Where finding a mass-market hit was once a company’s primary driver, ultra customization is becoming an increasingly critical – and economically feasible – approach. Paul R. Daugherty and H. James Wilson

The authors describe how AI mannequins in stores will “see” you, sense your mood, and check your buying history and recent social media activity to gather intelligence for a human sales rep. Incongruously, Daugherty and Wilson don’t advise whether this will help you shop or scare you to death.

Robots and People

Daugherty and Wilson believe that – while AI will automate some jobs entirely – AI’s true utility lies in augmenting and complementing human abilities. The authors caution that you cannot simply replace people with machines. That might bring short-term gain, they warn, but poor competitive performance in the long term. The authors repeatedly describe the space in between what robots and humans do as the “missing middle” – territory that bridges AI and human strengths into something more powerful than the sum of its parts.

Daugherty and Wilson promise that AI will increase your intelligence, creativity and enjoyment of work. For example, the authors cite the Mercedes factory where robots equipped with AI augment human creativity and emotional intelligence.

Leaders Matter 

When leaders enable human and robot collaboration, say the authors, they will create significant efficiencies and new business models. In Daugherty and Wilson’s primary message to leaders about how they must change, the authors insist that executives must open their minds, assuage their employees’ fears, encourage experimentation, demand ethical use of AI, and understand the bottomless need for constant, voluminous, disparate and fast data from myriad sources.

Companies that are using machines merely to replace humans will eventually stall, whereas those that think of innovative ways for machines to augment humans will become the leaders of their industries. Paul R. Daugherty and H. James Wilson

People already embrace technology – from “glasses to fighter jets” – and other tools that augment their capabilities. Daugherty and Wilson offer AI robots as the latest tools to make business and life better. 

Changes Everything

Leaders can apply the authors’ futuristic approach to keep their firms relevant as AI changes services, products, jobs, businesses and industries. Daugherty and Wilson skirt the question of AI’s function and its role over the longer term. They frequently restate their view that AI will liberate employees from monotony to let them focus on higher-order, more meaningful and creative work. 

Daugherty and Wilson write as they likely speak, and their work at times feels like transcriptions of presentations. They skate rapidly across the surface of their ideas and don’t waste a word on philosophy, morals or entirely practical futurism. They offer an excellent introduction for executives, entrepreneurs and students seeking a cogent overview of the oncoming integration of AI and human beings.
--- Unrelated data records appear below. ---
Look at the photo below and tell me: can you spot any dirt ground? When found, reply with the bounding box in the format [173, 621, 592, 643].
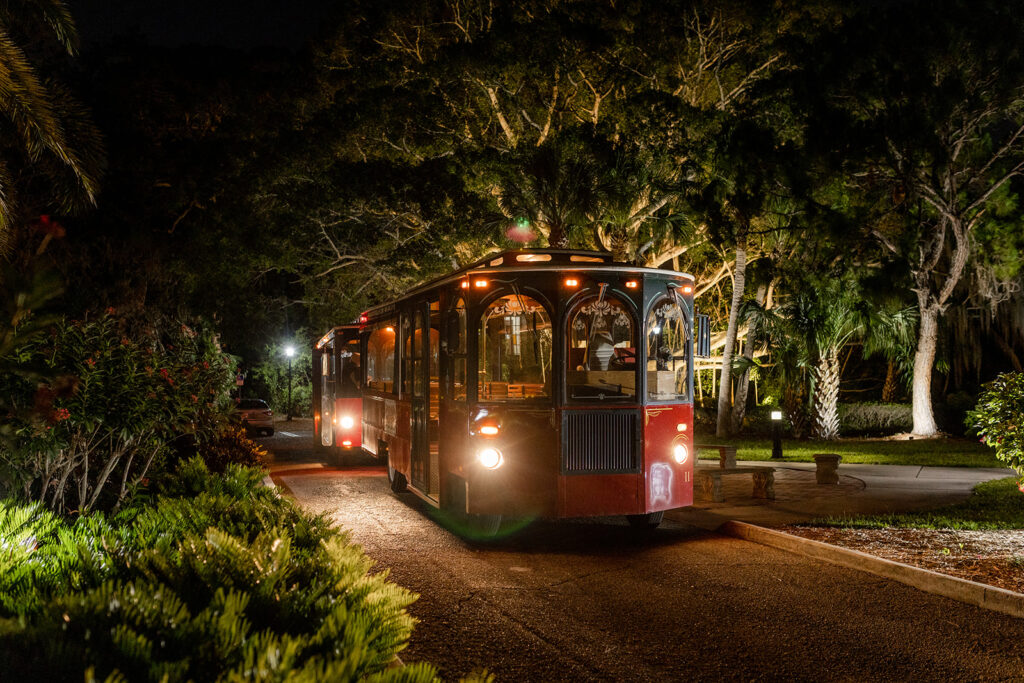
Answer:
[780, 526, 1024, 593]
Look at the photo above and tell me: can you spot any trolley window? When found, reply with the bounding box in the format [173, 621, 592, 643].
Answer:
[565, 296, 637, 400]
[366, 322, 395, 393]
[478, 294, 552, 400]
[646, 299, 692, 400]
[447, 297, 468, 401]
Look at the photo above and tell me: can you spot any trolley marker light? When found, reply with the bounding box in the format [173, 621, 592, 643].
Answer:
[476, 449, 505, 470]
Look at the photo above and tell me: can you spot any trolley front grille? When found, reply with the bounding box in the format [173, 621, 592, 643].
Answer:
[562, 411, 639, 474]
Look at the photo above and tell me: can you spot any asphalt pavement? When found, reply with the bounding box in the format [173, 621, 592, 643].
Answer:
[258, 421, 1024, 681]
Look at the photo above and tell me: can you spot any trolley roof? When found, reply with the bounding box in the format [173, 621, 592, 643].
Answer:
[359, 249, 694, 323]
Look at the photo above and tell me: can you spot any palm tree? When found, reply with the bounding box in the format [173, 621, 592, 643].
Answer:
[0, 0, 101, 250]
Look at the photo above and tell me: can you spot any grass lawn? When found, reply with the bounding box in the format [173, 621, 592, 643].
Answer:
[811, 477, 1024, 530]
[695, 433, 1005, 467]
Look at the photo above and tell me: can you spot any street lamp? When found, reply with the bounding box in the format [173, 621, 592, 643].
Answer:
[285, 346, 295, 422]
[771, 411, 782, 460]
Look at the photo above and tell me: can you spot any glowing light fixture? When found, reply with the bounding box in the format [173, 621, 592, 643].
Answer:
[476, 449, 505, 470]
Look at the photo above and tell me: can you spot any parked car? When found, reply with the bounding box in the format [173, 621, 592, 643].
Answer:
[234, 398, 273, 436]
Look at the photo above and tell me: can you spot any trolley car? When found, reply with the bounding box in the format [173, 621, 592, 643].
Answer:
[358, 250, 694, 526]
[312, 324, 362, 454]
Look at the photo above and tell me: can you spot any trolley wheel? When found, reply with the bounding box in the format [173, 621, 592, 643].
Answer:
[626, 510, 665, 528]
[387, 455, 409, 494]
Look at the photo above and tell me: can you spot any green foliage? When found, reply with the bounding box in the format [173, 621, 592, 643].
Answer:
[253, 339, 313, 417]
[811, 477, 1024, 529]
[967, 373, 1024, 474]
[0, 310, 231, 512]
[188, 426, 267, 472]
[839, 402, 913, 435]
[0, 459, 435, 681]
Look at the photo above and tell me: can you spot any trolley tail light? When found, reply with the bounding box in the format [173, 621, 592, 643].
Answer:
[476, 449, 505, 470]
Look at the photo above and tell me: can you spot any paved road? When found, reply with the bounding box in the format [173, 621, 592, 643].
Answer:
[267, 423, 1024, 681]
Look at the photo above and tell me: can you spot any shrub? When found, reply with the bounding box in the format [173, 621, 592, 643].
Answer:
[966, 373, 1024, 485]
[839, 402, 913, 435]
[0, 459, 435, 681]
[0, 312, 231, 513]
[175, 425, 268, 473]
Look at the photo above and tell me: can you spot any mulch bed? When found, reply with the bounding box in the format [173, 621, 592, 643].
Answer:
[780, 526, 1024, 593]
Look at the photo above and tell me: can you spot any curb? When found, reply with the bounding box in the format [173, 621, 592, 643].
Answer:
[718, 520, 1024, 617]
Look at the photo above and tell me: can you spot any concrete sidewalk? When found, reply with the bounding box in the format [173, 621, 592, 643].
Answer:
[666, 460, 1014, 529]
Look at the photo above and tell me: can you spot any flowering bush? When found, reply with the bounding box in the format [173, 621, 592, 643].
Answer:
[0, 310, 232, 512]
[967, 373, 1024, 481]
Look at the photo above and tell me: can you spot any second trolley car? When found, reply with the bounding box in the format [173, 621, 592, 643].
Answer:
[312, 324, 362, 453]
[358, 250, 694, 526]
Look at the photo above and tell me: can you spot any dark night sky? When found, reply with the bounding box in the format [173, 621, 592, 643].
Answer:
[69, 0, 335, 48]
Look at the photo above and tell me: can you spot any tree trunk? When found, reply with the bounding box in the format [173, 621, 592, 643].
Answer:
[814, 348, 840, 441]
[911, 305, 939, 436]
[882, 360, 898, 403]
[732, 285, 767, 434]
[715, 240, 746, 436]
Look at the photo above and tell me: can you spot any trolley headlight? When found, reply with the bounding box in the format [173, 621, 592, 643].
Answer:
[476, 449, 505, 470]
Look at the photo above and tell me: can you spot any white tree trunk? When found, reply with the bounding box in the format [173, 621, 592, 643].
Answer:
[814, 348, 840, 440]
[715, 241, 746, 436]
[911, 305, 939, 436]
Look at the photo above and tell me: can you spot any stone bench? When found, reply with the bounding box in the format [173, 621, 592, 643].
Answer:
[693, 443, 736, 469]
[693, 467, 775, 503]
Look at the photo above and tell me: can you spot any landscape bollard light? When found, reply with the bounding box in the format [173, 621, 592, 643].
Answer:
[285, 346, 295, 422]
[771, 411, 782, 460]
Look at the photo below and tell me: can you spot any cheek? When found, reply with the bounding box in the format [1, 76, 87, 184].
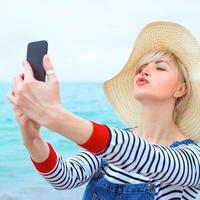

The leading firms in many industries are now reimagining their processes to be more flexible, faster and adaptable to the behaviors, preferences and needs of their workers at a given moment. 
Paul R. Daugherty and H. James Wilson

Their flights of fancy, however, do not embrace the quotidian sufficiently to explain how a truck driver, for example, will find more creative and meaningful work once his truck drives itself. Nor do they delve into why, after exponentially increasingly intelligent AI learns everything people can teach it, AI would still need humans at all.

Illuminating books that address parallel issues with varying levels of whimsy and functional business advice include Peter H. Diamandis’s The Future Is Faster Than You Think, Martin Ford’s The Rise of the Robots, Prediction Machines by Ajay Agrawal and Competing in the Age of AI by Marco Iansiti.